Regional

Delegacia de Botucatu é atacada durante a madrugada

Lilian Grasiela
| Tempo de leitura: 2 min

Acontece Botucatu/Divulgação

Marca do coquetel Molotov jogado em um terreno da garagem do prédio da Dise de Botucatu

Na madrugada desta segunda-feira (26), desconhecidos lançaram três coquetéis Molotov – garrafas com gasolina e pedaço de pano embebido no combustível usado como pavio – na garagem dos fundos do prédio da Delegacia de Investigações Sobre Entorpecentes (Dise) de Botucatu. A Polícia Civil não descarta relação entre o ataque e uma prisão ocorrida na última sexta-feira (leia abaixo).

 

Os coquetéis Molotov foram lançados na garagem da delegacia especializada, por cima do portão, por volta das 5h. De acordo com informações do delegado seccional de polícia de Botucatu, Antonio Soares da Costa Neto, dos três artefatos improvisados, apenas dois explodiram. No momento do ataque, não havia ninguém no imóvel.“Foi no gramado e não houve nenhum dano”, afirma. “Na sexta-feira, nós pegamos um rapaz suspeito de ser de uma facção criminosa com três armas, duas pistolas .45, um revólver calibre 38 cano longo, niquelado, e 50 munições calibre .45. E pode ter relação com isso”. 

 

O JC  apurou que, no final de semana, a base da Polícia Militar do distrito de Rubião Junior teve vidro de uma das janelas danificado por desconhecidos. “Quebraram um vidro de uma janela, tacaram uma pedra, mas não existe nenhuma correlação entre o fato que aconteceu na Dise e esse dano”, diz o major Aleksander Toaldo Lacerda.

 

Prisão

 

A prisão a que se refere o delegado seccional de Botucatu, que pode ter resultado no ataque ao prédio da Dise, ocorreu no último dia 23, por volta das 8h30, na rua Guilherme Bartoli, na vila Antártica.
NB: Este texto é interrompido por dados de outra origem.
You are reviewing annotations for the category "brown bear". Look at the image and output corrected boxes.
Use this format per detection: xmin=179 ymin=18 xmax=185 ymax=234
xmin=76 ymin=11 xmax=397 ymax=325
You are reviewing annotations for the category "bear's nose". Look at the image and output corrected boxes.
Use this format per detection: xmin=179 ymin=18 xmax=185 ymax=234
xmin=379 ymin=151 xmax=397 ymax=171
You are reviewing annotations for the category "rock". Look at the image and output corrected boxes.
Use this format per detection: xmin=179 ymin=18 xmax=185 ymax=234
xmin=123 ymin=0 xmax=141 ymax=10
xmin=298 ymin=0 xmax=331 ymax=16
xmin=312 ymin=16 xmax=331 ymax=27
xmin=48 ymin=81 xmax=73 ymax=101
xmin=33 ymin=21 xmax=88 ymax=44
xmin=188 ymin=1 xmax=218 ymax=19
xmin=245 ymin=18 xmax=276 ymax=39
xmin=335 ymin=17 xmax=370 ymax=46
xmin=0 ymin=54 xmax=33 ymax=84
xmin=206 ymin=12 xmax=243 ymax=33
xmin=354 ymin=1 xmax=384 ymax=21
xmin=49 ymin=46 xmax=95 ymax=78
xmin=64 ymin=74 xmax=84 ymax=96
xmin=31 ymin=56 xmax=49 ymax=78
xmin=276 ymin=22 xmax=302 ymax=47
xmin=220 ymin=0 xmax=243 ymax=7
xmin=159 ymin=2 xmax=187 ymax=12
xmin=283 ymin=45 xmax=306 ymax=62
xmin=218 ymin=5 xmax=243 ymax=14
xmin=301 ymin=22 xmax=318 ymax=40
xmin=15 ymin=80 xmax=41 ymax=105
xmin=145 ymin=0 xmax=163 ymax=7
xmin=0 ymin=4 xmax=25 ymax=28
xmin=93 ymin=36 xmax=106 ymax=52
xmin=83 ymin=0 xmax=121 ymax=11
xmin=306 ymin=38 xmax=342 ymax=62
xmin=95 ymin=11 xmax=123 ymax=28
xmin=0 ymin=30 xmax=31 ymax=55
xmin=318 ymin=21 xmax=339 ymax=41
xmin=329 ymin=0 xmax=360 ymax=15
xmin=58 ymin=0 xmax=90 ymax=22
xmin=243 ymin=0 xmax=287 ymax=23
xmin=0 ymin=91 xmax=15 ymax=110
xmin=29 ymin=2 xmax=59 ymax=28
Policiais civis, militares e equipes da Guarda  GCM cumpriram mandado de busca na casa de L.L.S., 33 anos, o “Belo”, e apreenderam sobre um guarda-roupa as três armas de fogo e as munições. As duas pistolas são de uso restrito e uma delas estava com a numeração raspada. L.L.S. foi autuado em flagrante por posse ilegal de arma de fogo.

 

Prédio de delegacia já foi destruído

 

Em 10 de novembro de 2008, numa das ações mais ousadas houve duas explosões que provocaram o desabamento do prédio da Delegacia de Investigações sobre Entorpecentes (Dise) na madrugada daquele dia. O ataque foi um dos mais violentos nos últimos 20 anos no Estado de São Paulo, segundo o delegado do Departamento de Inteligência de São Paulo, Waldomiro Milanesi. 

 

Os bandidos fugiram em uma caminhonete cabine dupla deixando um rastro de medo, destruição e levando mais de 100 quilos de drogas e quatro armas de grosso calibre.

 

O ataque ocorreu, por volta das 5h e durou pouco mais de 15 minutos, tempo suficiente para que um número ainda indefinido de homens, desligassem o sistema de alarme, arrombassem a porta da frente e levassem a central de alarmes (que continha o horário da ação), munição, um cofre ‘recheado’ de drogas, estourassem outro, ‘lotado’ de armas, queimassem inquéritos e documentos, danificassem duas viaturas e provocassem danos em casas vizinhas ao prédio da delegacia. Os envolvidos foram posteriormente presos pela polícia.